Week 1 Flashcards
How is the age of the child denoted (years, months, days)?
years;months.days
What are the big four levels of language according to Matthew Saxton?
Phonology, vocabulary, morphology and grammar.
Linguistics
The study of language
Pragmatics
The study of how people use language.
Intonation
The pitch contour of an utterance created by successive rises and falls in pitch.
Metalinguistics
Knowledge about language and the ability to reflect on it.
Vocabulary spurt
A huge increase in rate of word learning between the ages of two and six.
Segmentation problem
The problem of identifying individual linguistic units from continuous speech.
Morpheme
The smallest unit of meaning in a language.
How did Jean Berko Gleason test children’s knowledge of inflectional morphemes?
He showed them one ‘wug’, added one and then said: ‘There are now two of them. There are two …’.
Syntax
The rules that determine how words are put together to make sentences.
Innateness
The property of being inborn or genetically determined.
How big is the vocabulary of an average six-year old?
10.000-14.000 words
gavagai problem
How to determine what a given word refers to, given the infinite possibilities
heritability estimate
A figure that indicates what proportion of the variance in behaviour can be attributed to genetic factors.
Linguistic universals
Principles and properties that are true of language and define what it is to be a language.
What are the two types of linguistic universals?
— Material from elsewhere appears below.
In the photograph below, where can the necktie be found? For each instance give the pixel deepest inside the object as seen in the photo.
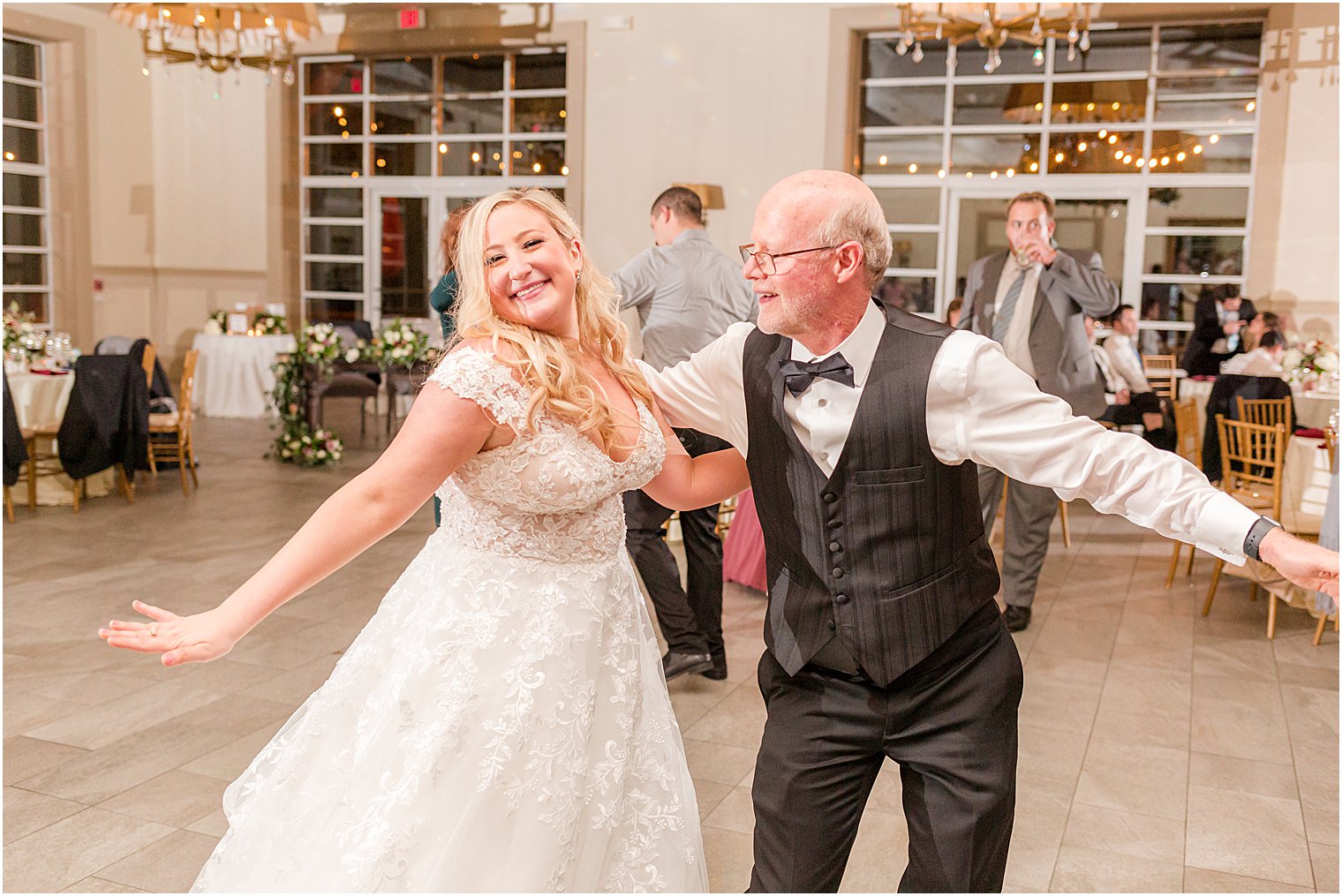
(1003, 320)
(799, 374)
Absolute: syntactic principles or structures that appear in every language
Relative: syntactic features and categories + typically binary parameters
The poverty of stimulus argument
States that input contains too little information for children to reach the final state.
Case filter
An absolute universal, the requirement that all overt nouns and pronouns in every language have case.
the Learnability Problem
A child’s knowledge of the language goes beyond what you can assume based on the information they have received. There has to be another source from within.
POS
Reasoning from poverty of stimules, an argument.
FOXP2
A gene that is found to cause language difficulties among other things.
What 3 periods compose the history of Child Language Studies?
1) dairy studies
2) large sample studies
3) longitudinal studies
When was the period of dairy studies?
1876-1926
When was the period of large sample studies?
1926-1957
When was the period of longitudinal studies?
1957-present
When can the nominative case be assigned to the subject of a sentence?
When the sentence is finite, i.e. it has tense.
What is the default case in English?
accusative
What is the default case in Dutch?
nominative
affix
A morpheme that is added to the word either on the left hand side or the right hand side.
affricate
A sequence of two consonants, stop + fricative, that often behave as a single phoneme in languages.
agent
A person who intentionally causes something to happen.
case
marks the grammatical function of a noun or pronoun.
CDS
Child Directed Speech
Child Directed Speech (CDS)
A special mode of speech adopted by adults or older children when speaking with younger children. Different aspects are simplified and clarified.
Clause
Contains a subject and a verb at minimum. A sentence can contain multiple clauses.